Neural Image Abstraction Using Long Smoothing B-Splines
Daniel Berio, Michael Stroh, Sylvain Calinon, Frederic Fol Leymarie, Oliver Deussen, Ariel Shamir
TL;DR
This work integrates smoothing uniform B-splines into a differentiable vector graphics pipeline (DiffVG) to produce long, smooth strokes with analytic derivative-based control, including variable stroke width and support for open or closed curves. By linearly converting B-splines to cubic Bézier segments, the method remains compatible with DiffVG while enabling high-order smoothness through a tractable smoothing cost based on derivatives, e.g., $\mathcal{L}_{\mathrm{smooth}}^{d} = \frac{1}{T} \int \|\mathbf{x}^{(d)}(u)\|^2 du = \mathbf{c}^{\top} \bar{\mathbf{G}} \mathbf{c}$. The approach supports end-to-end gradient-based optimization guided by image-space losses, CLIP or diffusion priors, and a variety of stylization objectives, enabling applications such as area fillings, single-stroke abstractions, area-based vectorizations with color quantization, and text/calligram stylization.
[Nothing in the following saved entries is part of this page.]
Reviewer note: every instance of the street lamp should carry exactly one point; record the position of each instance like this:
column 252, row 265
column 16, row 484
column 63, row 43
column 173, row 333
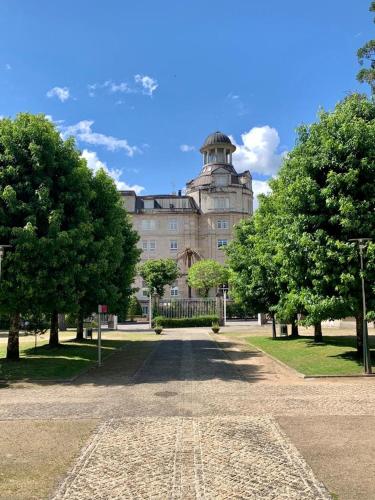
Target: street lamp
column 366, row 350
column 2, row 253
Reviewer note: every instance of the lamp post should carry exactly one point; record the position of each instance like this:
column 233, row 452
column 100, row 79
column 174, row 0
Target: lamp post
column 366, row 351
column 2, row 253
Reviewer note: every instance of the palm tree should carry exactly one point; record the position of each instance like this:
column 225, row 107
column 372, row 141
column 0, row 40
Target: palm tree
column 188, row 257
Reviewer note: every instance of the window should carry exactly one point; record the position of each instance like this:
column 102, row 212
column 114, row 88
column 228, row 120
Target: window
column 222, row 224
column 221, row 203
column 148, row 204
column 148, row 224
column 221, row 180
column 173, row 245
column 222, row 243
column 172, row 225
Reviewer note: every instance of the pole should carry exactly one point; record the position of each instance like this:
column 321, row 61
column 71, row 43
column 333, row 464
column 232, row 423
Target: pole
column 225, row 308
column 366, row 351
column 150, row 310
column 99, row 339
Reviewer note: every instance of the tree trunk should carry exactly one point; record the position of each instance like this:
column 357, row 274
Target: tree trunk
column 318, row 335
column 273, row 326
column 62, row 324
column 79, row 335
column 189, row 266
column 359, row 329
column 13, row 349
column 54, row 330
column 294, row 328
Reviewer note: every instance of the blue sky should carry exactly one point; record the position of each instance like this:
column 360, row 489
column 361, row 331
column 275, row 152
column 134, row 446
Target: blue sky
column 142, row 83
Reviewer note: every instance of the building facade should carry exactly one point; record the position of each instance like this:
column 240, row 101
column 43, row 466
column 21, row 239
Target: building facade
column 201, row 220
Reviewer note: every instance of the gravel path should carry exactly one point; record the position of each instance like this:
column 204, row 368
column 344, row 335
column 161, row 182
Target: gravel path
column 190, row 425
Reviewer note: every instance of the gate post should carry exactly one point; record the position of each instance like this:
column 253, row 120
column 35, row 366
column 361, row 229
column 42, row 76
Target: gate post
column 219, row 308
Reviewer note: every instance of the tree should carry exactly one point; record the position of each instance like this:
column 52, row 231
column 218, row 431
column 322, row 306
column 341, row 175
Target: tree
column 253, row 274
column 43, row 192
column 367, row 53
column 188, row 257
column 158, row 273
column 111, row 257
column 206, row 274
column 326, row 195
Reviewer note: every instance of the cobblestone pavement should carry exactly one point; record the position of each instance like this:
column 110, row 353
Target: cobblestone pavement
column 190, row 425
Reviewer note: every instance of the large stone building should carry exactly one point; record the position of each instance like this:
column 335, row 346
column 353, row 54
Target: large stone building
column 201, row 219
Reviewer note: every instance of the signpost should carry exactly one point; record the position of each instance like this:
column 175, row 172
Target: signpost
column 101, row 309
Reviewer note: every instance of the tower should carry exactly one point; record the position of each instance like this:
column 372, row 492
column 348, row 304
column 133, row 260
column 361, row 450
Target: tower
column 223, row 196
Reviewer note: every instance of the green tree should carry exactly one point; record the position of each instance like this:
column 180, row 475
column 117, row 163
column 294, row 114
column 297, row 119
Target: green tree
column 367, row 53
column 111, row 256
column 326, row 192
column 157, row 273
column 43, row 191
column 206, row 274
column 253, row 274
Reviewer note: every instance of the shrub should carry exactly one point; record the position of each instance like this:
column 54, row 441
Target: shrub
column 185, row 322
The resulting framework offers a flexible, continuous, and computationally efficient pathway to generate expressive vector graphics suited for creative design, image abstraction, and robotic reproduction, while highlighting avenues for future work in non-uniform parameterizations and broader stylistic controls.
Abstract
We integrate smoothing B-splines into a standard differentiable vector graphics (DiffVG) pipeline through linear mapping, and show how this can be used to generate smooth and arbitrarily long paths within image-based deep learning systems. We take advantage of derivative-based smoothing costs for parametric control of fidelity vs. simplicity tradeoffs, while also enabling stylization control in geometric and image spaces. The proposed pipeline is compatible with recent vector graphics generation and vectorization methods. We demonstrate the versatility of our approach with four applications aimed at the generation of stylized vector graphics: stylized space-filling path generation, stroke-based image abstraction, closed-area image abstraction, and stylized text generation.